Motivation
A JEPA world model for control bundles many decisions: encoder size and architecture, the masking scheme, how actions are injected, the prediction horizon, the anti-collapse mechanism, and the planning solver at test time. When such a model plans well, it is genuinely hard to say why — and when it fails, harder still to say which knob to turn. The folklore that bigger encoders or lower latent-prediction loss imply better control is largely untested. This study sets out to replace that folklore with controlled evidence, asking which design factors causally drive planning return as opposed to merely improving reconstruction or representation metrics that do not transfer to action.
How it works
The backbone is the standard recipe. A context encoder embeds observations into a latent $z_t$; a predictor advances the latent under actions, $\hat z_{t+1}=g_\phi(z_t,a_t)$; training minimises a latent prediction loss against a target encoder with explicit anti-collapse. At deployment, model-predictive control samples candidate action sequences, rolls latents forward through $g_\phi$, and scores each rollout against a goal embedding.
The study then varies one component at a time — encoder, masking, action conditioning, horizon, anti-collapse, planner — while holding the rest fixed, and measures planning performance across three benchmarks: DROID (real robot manipulation), Metaworld (simulated manipulation), and Push-T (contact-rich planar pushing).
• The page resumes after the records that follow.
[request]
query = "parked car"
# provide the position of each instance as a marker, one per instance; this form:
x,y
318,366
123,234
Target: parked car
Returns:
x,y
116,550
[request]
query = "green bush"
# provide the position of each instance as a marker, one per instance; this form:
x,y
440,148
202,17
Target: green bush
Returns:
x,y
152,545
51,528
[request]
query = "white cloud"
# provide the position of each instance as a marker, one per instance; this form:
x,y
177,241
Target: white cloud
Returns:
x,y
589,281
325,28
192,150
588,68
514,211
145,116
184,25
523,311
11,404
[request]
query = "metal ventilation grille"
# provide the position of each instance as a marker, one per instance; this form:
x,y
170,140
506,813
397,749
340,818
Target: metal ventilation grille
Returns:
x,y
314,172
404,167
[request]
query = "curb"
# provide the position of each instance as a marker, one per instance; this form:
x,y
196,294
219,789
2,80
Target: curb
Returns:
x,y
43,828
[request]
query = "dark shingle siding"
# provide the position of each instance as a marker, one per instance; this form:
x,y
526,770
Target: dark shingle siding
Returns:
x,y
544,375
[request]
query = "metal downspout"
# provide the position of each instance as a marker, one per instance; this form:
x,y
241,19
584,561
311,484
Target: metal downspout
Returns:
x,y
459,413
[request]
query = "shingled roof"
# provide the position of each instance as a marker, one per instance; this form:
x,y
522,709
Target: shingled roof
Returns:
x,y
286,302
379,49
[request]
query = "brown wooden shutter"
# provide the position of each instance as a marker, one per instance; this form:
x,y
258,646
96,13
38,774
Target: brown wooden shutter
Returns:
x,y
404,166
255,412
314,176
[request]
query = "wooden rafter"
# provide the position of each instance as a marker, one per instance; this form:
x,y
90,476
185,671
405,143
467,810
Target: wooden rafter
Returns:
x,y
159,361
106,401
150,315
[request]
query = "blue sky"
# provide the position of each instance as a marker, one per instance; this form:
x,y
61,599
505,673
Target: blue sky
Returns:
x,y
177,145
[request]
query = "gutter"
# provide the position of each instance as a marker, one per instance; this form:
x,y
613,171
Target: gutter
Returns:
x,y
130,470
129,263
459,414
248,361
This separates representation-learning quality from planner competence.
The objective
Each model is trained with the action-conditioned latent-prediction loss
$$\mathcal{L} = \big\lVert\, g_\phi(z_t, a_t) - \operatorname{sg}[\bar f_\theta(o_{t+1})] \,\big\rVert^2 \;+\; \lambda\,\mathcal{R}(Z),$$
where $\bar f_\theta$ is the (possibly EMA) target encoder, $\operatorname{sg}$ is stop-gradient, and $\mathcal{R}$ is the anti-collapse regulariser. At test time the planner solves $\min_{a_{t:t+H}} \lVert \hat z_{t+H} - z^* \rVert$ over horizon $H$. The experimental variable is which piece of this pipeline is changed; the metric is downstream planning success, decoupled from the value of the training loss itself.
Key results & what's novel
The contribution is a controlled account of what drives success in physical planning with JEPA world models. Rather than proposing a new architecture, it maps which representation properties — temporal consistency, faithful action-grounding, smooth and well-conditioned latent transitions — correlate with planning return, and where naive scaling or lower reconstruction loss fails to help. The recurring lesson is that planning competence hinges on accurate, plannable latent transitions under actions, not on visual fidelity or generic representation-quality metrics. The work supplies design guidance and released models, turning JEPA-for-planning from a collection of empirical tricks into something closer to a recipe.
Strengths & limitations
- + Controlled, single-factor ablations across three distinct control benchmarks.
- + Cleanly separates representation quality from planner competence.
- + Yields actionable design guidance and reusable models.
- − Conclusions are bounded by the studied benchmarks and the chosen design axes; some interactions between factors may not generalise.
- − As an empirical study it offers heuristics rather than theory about why a given factor matters.